Qu'il ressuscite sur la scène de ce théâtre-là à Buenos Aires
n'est pas sans écho dans la perception qu'ont les Argentins de ce
personnage haut en couleurs !
Le
spectacle se donne du mercredi au dimanche (sauf aujourd'hui) (3), à
20h.
Prix
des places : 140 $ ARG, sauf le mercredi, jour à tarif réduit
(70 $ ARG).
Pour
en savoir plus :
lire
l'article de Clarín
lire
l'interview, développée, dans Página/12 aujourd'hui
consulter
la fiche du spectacle sur le site Internet du théâtre
se
connecter à la page Facebook du théâtre
consulter
la fiche du portrait de Rosas par Monvoisin sur le site Internet du
Museo Nacional de Bellas Artes (à Recoleta).
(1)
L'un des fondateurs de l'UCR, le parti radical argentin, Hipólito
Yrigoyen, était le petit-fils d'un partisan de Rosas, victime de
l'épuration en 1854. Mais beaucoup de courants contestataires,
hostile à l'Argentine de l'oligarchie, se réclament eux aussi de
Rosas.

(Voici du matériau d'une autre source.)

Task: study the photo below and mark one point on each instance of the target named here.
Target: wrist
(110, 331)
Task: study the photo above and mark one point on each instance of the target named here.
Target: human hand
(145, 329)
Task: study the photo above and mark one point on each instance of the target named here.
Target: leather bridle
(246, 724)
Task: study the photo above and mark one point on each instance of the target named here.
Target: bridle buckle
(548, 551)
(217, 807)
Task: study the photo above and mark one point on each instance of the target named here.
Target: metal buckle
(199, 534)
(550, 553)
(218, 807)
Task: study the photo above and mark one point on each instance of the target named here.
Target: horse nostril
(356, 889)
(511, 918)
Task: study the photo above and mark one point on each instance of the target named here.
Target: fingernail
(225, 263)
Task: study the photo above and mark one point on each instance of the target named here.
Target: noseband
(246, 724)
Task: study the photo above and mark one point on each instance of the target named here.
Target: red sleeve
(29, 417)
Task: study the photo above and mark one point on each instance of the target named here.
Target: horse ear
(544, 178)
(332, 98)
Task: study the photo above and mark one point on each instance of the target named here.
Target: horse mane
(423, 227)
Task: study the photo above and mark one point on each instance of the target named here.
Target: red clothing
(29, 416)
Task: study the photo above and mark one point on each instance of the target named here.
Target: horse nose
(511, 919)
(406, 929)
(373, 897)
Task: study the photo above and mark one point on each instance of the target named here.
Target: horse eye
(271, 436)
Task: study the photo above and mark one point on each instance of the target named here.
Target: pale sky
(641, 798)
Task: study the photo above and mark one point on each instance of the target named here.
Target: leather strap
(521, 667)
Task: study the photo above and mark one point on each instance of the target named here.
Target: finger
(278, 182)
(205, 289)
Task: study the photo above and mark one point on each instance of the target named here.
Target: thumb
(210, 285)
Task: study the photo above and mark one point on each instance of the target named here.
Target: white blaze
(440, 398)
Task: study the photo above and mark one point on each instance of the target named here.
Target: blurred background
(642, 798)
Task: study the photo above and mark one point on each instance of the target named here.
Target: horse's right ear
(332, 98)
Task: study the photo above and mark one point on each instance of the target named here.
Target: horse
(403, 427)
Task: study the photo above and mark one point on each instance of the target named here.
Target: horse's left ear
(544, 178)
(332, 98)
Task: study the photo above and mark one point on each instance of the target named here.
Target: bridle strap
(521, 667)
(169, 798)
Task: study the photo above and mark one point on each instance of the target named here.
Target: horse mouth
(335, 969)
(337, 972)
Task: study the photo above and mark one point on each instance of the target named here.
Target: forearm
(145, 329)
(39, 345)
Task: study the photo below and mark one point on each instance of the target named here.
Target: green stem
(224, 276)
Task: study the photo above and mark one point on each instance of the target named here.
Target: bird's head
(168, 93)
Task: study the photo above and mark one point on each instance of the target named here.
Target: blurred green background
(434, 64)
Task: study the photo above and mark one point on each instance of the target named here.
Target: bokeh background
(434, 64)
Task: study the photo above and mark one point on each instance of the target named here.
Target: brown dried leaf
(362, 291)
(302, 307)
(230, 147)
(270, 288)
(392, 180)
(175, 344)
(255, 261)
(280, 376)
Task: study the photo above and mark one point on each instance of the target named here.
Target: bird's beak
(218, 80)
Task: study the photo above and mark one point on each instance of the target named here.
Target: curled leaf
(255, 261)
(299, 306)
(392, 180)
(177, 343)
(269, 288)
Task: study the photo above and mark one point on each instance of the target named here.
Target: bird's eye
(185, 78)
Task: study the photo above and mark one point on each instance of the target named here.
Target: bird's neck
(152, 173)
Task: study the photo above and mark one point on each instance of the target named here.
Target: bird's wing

Un anarchiste de la trempe de Juan Carlos Cáceres le portait
aux nues comme vous pourrez vous en rendre compte en lisant Tango Negro, dans sa version en français publiée aux Editions du Jasmin
en avril 2013.
(2)
Pas tous les peuples originaires. Essentiellement ceux qu'il pouvait
acquérir à sa cause, donc surtout ceux qui vivaient dans la Pampa
et certains caciques mapuches, dont le grand-père, païen, du
bienheureux Ceferino Namuncurá, le premier bienheureux argentin...
(3)
Je ne sais pas pour quelle raison le spectacle fait relâche mais il
se pourrait que les élections qui se tiennent aujourd'hui n'y soient
pas pour rien. Le sujet peut encore soulever certaines passions
politiques dans Buenos Aires de nos jours.